Christmas is so much a part of the American cultural fabric, and most of the Christian world, we take for granted that it was always easy sledding for holiday traditions to take root.
But hold onto your reindeer reins, because Christmas has morphed through many forms and customs that could blow Rudolph's glowing red nose.
Let us also recall that Hanukkah is a distinct holiday steeped in the Jewish culture that rampant commercialism has tried to meld with Christmas.
Wrap your mind around a few of these holiday factoids that might prompt you to go, "Huh?"
Historians have traced the beginning of Christmas as the official celebration of the birth of Christ back to 350 A.D. which was proclaimed by Pope Julius I. Sure, that's good to know, but America was a bit late to the party.
Of course, who knew that another continent existed across the sea from Rome. But it wasn't until 1836 that Alabama became the first state to recognize the celebration. And Congress didn't officially sanction a national celebration until 1870.
For the record, the Founding Fathers weren't crazy about celebrating the holidays in any special way.
Remember that the Puritans who landed here left their puritanical mark in early American culture, forbidding any festivities, which were verboten and considered a sin. Back in those days, you were subject to a five shilling fine in Massachusetts, if you were caught celebrating the holiday. It was the Puritans intent to make Thanksgiving the big holiday. Didn't these guys sound like a fun bunch?
According to newspaper reports, even in the early 1800s, the holidays were more a time of rowdy public behavior fueled by lots of drinking. In fact, a newspaper described Christmas as a "nightmarish cross between Halloween and a violent Mardi Gras."
In 1828, a massive riot in New York City during the holidays broke out and got so out of hand, it led to the formation of the city's first police force to keep the citizenry safe. What would Santa say to all that: Ho, ho, ho. Not.
The Jews also celebrate Hanukkah around the same time as Christmas, commemorating the military victory of Judah and his Maccabees against the Syrian-Greeks who had desecrated the Temple of Jerusalem. Once the Jews had driven out the invaders, and then cleaned and purified the temple, they needed to relight the eternal light. They only had enough oil for the menorah to burn for a day, but miraculously the menorah burned for the required eight days.
That's the historical details but because of its proximity to Christmas each year, retailers have attempted to equate the two holidays by commercializing both.
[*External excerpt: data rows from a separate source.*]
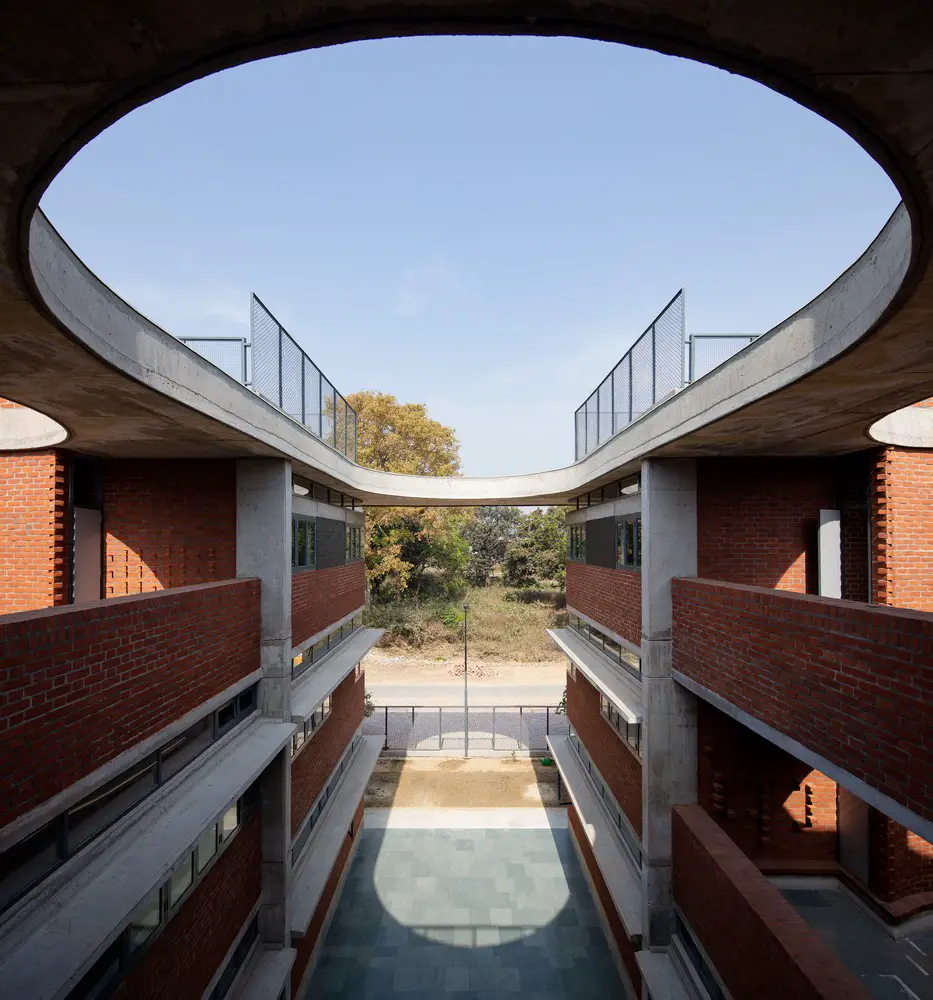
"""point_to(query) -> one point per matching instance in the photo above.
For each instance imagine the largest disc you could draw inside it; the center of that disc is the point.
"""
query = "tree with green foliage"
(488, 534)
(404, 545)
(537, 552)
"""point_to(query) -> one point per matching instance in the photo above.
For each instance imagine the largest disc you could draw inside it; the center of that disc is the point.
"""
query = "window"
(354, 542)
(303, 542)
(628, 541)
(629, 731)
(576, 543)
(28, 862)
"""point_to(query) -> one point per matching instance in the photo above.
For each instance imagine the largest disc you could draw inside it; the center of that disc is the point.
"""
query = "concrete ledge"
(320, 853)
(621, 878)
(313, 686)
(621, 689)
(50, 952)
(267, 975)
(661, 977)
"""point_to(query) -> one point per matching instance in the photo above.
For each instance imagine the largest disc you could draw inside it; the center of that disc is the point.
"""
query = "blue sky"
(480, 224)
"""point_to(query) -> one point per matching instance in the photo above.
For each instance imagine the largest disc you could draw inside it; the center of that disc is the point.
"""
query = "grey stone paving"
(465, 915)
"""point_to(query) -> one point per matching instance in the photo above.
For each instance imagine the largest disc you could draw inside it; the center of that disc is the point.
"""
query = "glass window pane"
(181, 879)
(228, 823)
(109, 803)
(207, 847)
(27, 861)
(145, 920)
(185, 747)
(302, 544)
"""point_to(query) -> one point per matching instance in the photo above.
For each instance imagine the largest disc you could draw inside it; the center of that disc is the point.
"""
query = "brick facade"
(620, 768)
(168, 523)
(314, 764)
(79, 686)
(183, 959)
(33, 531)
(849, 681)
(305, 946)
(902, 537)
(321, 597)
(761, 947)
(626, 949)
(611, 597)
(775, 808)
(757, 519)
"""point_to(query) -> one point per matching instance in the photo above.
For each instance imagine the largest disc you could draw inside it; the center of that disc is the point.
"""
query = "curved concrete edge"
(911, 427)
(24, 429)
(812, 337)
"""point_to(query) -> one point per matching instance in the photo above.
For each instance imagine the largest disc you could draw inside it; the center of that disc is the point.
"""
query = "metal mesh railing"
(229, 354)
(708, 351)
(439, 729)
(661, 362)
(652, 369)
(285, 376)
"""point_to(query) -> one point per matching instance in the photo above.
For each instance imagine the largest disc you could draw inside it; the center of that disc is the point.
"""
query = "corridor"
(473, 914)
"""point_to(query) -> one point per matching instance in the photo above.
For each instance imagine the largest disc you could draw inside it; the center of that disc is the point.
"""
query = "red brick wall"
(620, 768)
(321, 597)
(761, 947)
(168, 523)
(849, 681)
(611, 597)
(757, 519)
(78, 687)
(185, 956)
(773, 806)
(33, 530)
(616, 926)
(314, 764)
(902, 542)
(305, 946)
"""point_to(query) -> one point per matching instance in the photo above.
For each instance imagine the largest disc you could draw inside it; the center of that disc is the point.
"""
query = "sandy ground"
(387, 666)
(449, 782)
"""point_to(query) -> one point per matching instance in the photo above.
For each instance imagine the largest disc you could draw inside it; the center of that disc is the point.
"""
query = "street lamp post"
(466, 724)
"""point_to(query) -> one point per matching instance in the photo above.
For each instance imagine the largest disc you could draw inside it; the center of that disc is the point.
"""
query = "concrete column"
(669, 750)
(264, 550)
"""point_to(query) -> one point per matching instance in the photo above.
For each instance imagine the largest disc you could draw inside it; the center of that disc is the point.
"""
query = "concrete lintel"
(621, 877)
(620, 688)
(884, 803)
(320, 853)
(314, 686)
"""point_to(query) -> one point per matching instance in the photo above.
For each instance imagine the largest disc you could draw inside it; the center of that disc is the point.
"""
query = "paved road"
(480, 694)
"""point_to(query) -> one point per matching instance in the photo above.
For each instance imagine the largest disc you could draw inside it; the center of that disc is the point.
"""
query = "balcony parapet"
(844, 686)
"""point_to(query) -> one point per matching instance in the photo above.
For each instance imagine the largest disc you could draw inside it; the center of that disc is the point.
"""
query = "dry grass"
(503, 624)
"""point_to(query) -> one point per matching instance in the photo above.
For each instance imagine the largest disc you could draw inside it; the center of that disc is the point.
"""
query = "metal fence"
(661, 362)
(491, 730)
(288, 378)
(229, 354)
(276, 368)
(708, 351)
(651, 369)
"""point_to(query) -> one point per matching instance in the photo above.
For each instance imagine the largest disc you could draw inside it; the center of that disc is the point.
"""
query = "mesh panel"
(226, 354)
(592, 423)
(312, 397)
(642, 382)
(710, 352)
(292, 357)
(328, 408)
(265, 339)
(604, 393)
(340, 424)
(620, 378)
(669, 349)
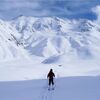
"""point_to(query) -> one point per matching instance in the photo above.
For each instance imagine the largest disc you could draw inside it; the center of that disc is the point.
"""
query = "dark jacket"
(50, 75)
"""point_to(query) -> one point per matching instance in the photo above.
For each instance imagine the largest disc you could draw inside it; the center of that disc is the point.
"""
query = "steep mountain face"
(52, 37)
(10, 48)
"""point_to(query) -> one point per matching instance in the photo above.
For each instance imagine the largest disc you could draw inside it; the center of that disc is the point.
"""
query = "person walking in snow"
(50, 77)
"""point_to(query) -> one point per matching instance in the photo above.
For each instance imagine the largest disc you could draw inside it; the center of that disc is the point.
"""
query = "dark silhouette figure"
(51, 76)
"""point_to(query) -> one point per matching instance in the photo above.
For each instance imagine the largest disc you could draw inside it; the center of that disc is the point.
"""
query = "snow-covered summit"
(51, 37)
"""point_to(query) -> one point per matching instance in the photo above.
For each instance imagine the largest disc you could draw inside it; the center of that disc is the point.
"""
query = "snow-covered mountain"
(51, 37)
(9, 45)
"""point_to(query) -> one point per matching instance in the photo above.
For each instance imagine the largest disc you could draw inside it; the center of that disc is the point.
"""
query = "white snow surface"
(30, 46)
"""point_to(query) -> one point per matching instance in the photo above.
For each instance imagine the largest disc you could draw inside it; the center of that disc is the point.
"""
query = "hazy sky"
(61, 8)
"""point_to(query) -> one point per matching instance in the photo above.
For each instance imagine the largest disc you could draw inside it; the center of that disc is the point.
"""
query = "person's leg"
(49, 83)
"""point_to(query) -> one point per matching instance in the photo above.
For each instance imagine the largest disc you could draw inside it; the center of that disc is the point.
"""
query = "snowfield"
(30, 47)
(70, 88)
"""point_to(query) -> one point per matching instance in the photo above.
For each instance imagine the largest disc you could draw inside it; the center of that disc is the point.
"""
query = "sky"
(72, 9)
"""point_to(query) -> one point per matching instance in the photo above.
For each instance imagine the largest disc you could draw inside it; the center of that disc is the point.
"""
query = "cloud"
(60, 8)
(97, 11)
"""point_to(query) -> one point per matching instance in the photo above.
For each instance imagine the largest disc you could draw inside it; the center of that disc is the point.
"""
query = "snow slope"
(70, 88)
(9, 48)
(34, 45)
(52, 36)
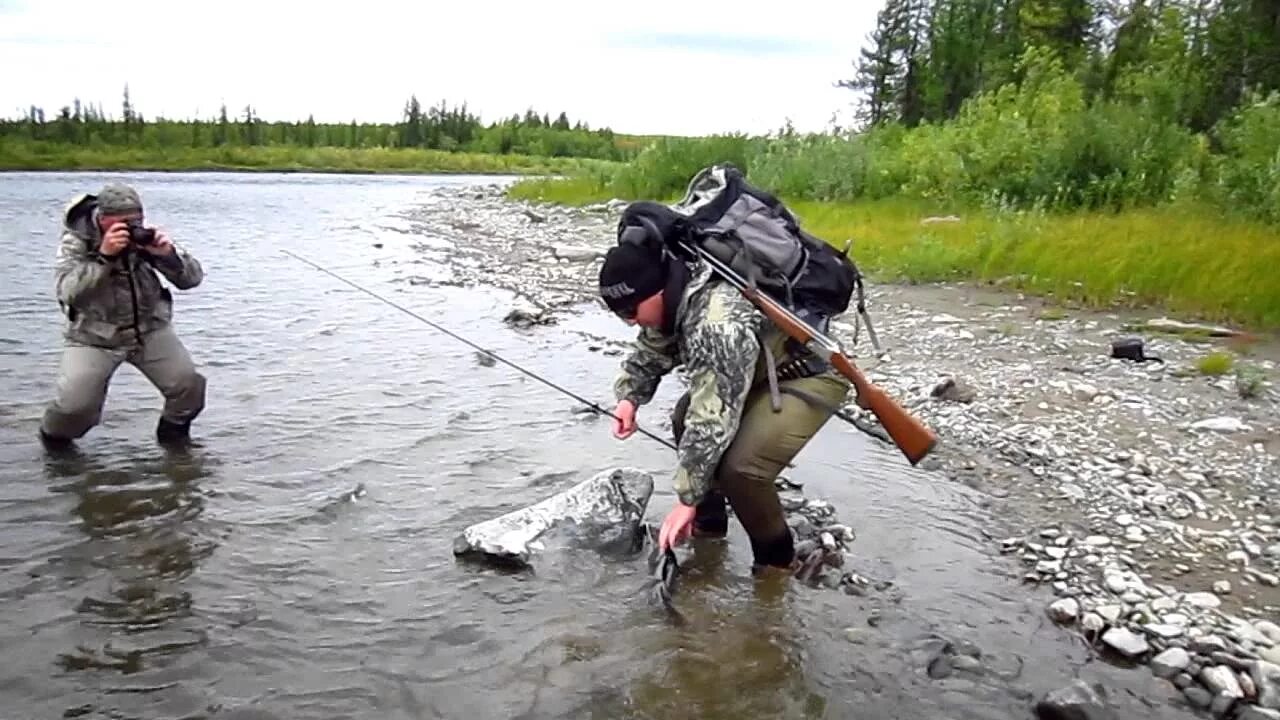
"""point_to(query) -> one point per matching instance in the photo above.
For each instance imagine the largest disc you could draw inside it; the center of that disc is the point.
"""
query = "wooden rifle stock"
(909, 434)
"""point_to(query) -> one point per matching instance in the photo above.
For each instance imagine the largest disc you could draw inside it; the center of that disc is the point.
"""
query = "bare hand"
(161, 246)
(625, 422)
(677, 525)
(115, 240)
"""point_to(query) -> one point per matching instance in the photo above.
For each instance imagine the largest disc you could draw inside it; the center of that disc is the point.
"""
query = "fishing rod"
(583, 400)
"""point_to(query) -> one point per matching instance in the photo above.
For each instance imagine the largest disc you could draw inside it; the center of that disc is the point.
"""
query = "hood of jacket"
(80, 218)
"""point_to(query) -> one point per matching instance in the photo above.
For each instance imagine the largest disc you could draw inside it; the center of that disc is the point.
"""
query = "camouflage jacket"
(718, 338)
(113, 301)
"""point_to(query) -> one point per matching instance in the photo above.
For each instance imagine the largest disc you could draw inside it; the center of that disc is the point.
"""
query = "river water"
(297, 561)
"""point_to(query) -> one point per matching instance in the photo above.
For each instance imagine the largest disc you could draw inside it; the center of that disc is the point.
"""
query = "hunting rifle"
(909, 434)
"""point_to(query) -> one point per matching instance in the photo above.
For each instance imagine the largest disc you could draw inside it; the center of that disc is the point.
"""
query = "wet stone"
(1125, 642)
(1170, 662)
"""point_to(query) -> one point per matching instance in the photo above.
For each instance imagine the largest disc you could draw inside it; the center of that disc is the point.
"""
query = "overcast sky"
(650, 67)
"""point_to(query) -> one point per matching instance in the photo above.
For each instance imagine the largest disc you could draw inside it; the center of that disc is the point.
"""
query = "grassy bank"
(1185, 259)
(63, 156)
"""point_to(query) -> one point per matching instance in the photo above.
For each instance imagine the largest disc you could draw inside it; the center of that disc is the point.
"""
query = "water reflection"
(739, 652)
(142, 543)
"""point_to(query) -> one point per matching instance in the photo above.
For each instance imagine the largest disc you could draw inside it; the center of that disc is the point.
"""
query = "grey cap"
(118, 199)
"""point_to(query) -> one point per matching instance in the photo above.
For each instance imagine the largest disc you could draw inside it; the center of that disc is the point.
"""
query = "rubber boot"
(55, 445)
(173, 433)
(711, 518)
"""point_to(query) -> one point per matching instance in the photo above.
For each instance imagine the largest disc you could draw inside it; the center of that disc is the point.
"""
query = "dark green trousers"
(766, 442)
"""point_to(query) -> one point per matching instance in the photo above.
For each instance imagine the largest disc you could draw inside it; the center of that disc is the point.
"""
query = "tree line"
(438, 127)
(1189, 60)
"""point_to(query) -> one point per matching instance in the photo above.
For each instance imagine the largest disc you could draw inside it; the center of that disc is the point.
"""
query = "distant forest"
(439, 127)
Years ago, there were no Hanukkah decorations, but now stores are filled with them. In reality, there was no such thing as a Hanukkah bush, but crafty retailers continue to try to equate both holidays.
Playing the dreidel game is a popular and traditional thing to do during Hanukkah. The origin of the game, however, was not based on fun but really a ruse.
During the time when Antiochus ruled the Jewish people, it was forbidden for them to study Torah. This did not deter the Jews from studying their sacred text. Jews continued to study and teach their children Torah, but kept with them the spinning tops known as dreidels. If soldiers passed, they would hide their texts and pull out the top, tricking the unaware Romans.
The holidays can stir visions of sugar plums dancing in our heads and warm, loving thoughts, for sure. However, beware if you're involved in a romantic relationship. According to studies, couples are most likely to break up two weeks prior to the holiday.
Of course, that presents the problem of what to do with the pile of presents you bought your sweetheart; and does she get to keep the high-priced jewelry, which is still an ongoing debate to this day.
Everyone knows that the pine tree has grown into the iconic symbol of Christmas. The practice seems to date back as far as 1531 when there was the first recorded mention of a Christmas tree in Germany. If that's tidbit isn't scintillating enough, guess who is given credit for decorating the first tree?
Not George Washington, not Abraham Lincoln nor Babe Ruth. Martin Luther, the Protestant reformer of the 15th century, who (as the story goes) was so moved by the sight of the stars shining through the branches of pine tree that he chopped one down, took it home and decorated it with candles.
Unfortunately, no one knows if the tree ever went up in flames, but it was a great start to wonderful tradition of lighting holiday trees.
The holidays have certainly evolved through many forms. One fact endures: Despite some quirky twists and turns, the holidays celebrate what is good in all of us.